In the twilight haze between waking and sleep, I found myself standing in the vast hollow of a cathedral, its ceiling lost in shadows ten stories above. The air was thick with the scent of ancient stone and wax, the only sound a faint drip echoing from some unseen corner. Moonlight spilled through stained-glass windows, painting the marble floor in fractured reds and blues. I wasn’t alone, though I couldn’t see anyone. I never did.A rope hung from the center of the vaulted ceiling, swaying gently as if beckoning. It was coarse, frayed at the edges, an odd blemish in this sacred expanse. My hand reached out before my mind could question why. The rope was rough, real under my fingers. I tugged, testing its weight.
Then it moved.
Not a gentle sway—a violent lurch.
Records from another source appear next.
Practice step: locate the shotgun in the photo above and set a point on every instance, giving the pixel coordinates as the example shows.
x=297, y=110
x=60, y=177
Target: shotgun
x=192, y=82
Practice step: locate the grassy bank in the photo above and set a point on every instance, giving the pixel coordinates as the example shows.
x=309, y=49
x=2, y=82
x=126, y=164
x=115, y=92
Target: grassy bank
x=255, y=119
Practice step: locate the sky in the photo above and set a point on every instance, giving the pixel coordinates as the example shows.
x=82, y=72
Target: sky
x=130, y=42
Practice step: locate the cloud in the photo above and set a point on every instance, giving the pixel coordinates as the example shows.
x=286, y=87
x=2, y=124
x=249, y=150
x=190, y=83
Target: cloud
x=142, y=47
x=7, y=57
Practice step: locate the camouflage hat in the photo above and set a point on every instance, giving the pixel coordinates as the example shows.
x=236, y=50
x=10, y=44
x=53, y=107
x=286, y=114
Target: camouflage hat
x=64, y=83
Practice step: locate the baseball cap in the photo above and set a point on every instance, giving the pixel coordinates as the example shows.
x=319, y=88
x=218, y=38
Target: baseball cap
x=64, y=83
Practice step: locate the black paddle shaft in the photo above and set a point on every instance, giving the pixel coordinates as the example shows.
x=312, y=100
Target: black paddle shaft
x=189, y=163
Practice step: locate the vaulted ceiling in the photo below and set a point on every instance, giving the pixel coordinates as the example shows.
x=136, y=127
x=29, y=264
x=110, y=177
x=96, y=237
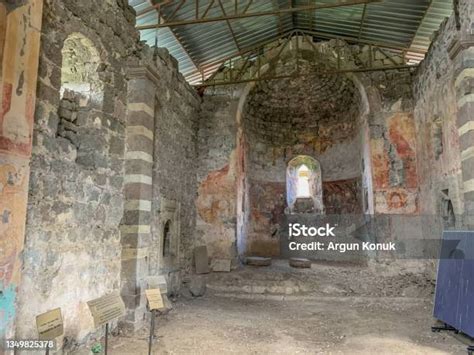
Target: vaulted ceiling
x=202, y=34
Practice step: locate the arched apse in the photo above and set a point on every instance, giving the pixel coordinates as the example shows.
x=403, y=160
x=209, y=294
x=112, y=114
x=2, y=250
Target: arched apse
x=331, y=124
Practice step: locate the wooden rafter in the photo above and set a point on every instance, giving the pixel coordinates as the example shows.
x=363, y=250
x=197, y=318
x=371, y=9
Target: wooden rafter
x=362, y=21
x=246, y=14
x=176, y=37
x=229, y=26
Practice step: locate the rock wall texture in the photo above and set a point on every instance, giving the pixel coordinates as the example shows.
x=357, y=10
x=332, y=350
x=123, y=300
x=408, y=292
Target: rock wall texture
x=439, y=163
x=75, y=204
x=217, y=173
x=175, y=166
x=393, y=144
x=315, y=116
x=360, y=127
x=82, y=172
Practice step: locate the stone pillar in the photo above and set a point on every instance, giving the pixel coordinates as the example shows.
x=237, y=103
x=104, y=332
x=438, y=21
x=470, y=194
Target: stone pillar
x=136, y=225
x=462, y=54
x=20, y=25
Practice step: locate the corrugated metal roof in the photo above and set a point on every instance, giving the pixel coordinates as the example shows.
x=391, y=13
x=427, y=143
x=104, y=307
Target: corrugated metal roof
x=201, y=48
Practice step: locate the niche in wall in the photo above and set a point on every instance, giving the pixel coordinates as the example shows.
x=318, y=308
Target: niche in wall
x=304, y=185
x=169, y=233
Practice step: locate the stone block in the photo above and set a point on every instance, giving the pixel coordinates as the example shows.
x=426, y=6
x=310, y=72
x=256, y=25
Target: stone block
x=258, y=261
x=300, y=263
x=221, y=265
x=201, y=260
x=197, y=286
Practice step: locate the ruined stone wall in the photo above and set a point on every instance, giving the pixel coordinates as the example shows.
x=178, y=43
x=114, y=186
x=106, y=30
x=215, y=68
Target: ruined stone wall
x=75, y=204
x=317, y=116
x=217, y=173
x=439, y=163
x=175, y=165
x=393, y=143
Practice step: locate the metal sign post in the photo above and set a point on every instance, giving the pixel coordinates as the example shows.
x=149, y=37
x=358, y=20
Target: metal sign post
x=152, y=331
x=106, y=337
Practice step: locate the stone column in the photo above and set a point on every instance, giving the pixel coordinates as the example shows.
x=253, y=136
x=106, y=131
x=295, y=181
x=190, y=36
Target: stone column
x=136, y=225
x=462, y=53
x=20, y=25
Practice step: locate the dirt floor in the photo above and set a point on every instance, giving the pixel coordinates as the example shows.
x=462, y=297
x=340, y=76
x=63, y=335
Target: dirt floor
x=279, y=310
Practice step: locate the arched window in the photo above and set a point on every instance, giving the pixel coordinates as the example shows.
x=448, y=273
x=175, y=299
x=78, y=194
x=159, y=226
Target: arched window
x=304, y=181
x=79, y=68
x=167, y=239
x=302, y=184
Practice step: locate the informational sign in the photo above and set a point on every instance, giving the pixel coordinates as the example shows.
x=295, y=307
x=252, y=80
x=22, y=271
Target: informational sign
x=155, y=301
x=106, y=308
x=50, y=324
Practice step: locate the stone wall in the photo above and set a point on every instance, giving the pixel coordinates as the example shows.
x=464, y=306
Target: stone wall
x=439, y=163
x=89, y=145
x=75, y=204
x=217, y=173
x=174, y=171
x=316, y=116
x=359, y=126
x=393, y=143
The rope snapped upward, coiling like a living thing, and my wrist was caught, tangled in its grip. It was a retractable, spring-charged rope! My feet left the ground. The cathedral blurred as I was yanked skyward, air screaming past my ears. Five seconds. That’s all it took. Five seconds to be dragged ten stories, my body slamming against the cold stone of the ceiling, pinned like a moth.
I dangled there, heart hammering, the rope cutting into my skin. Below, the cathedral floor was a distant mosaic, indifferent to my plight. My fingers clawed at the knot, but it wouldn’t budge. The shadows seemed to pulse, whispering things I couldn’t make out. Was this a dream? The pain felt too sharp, the stone too cold.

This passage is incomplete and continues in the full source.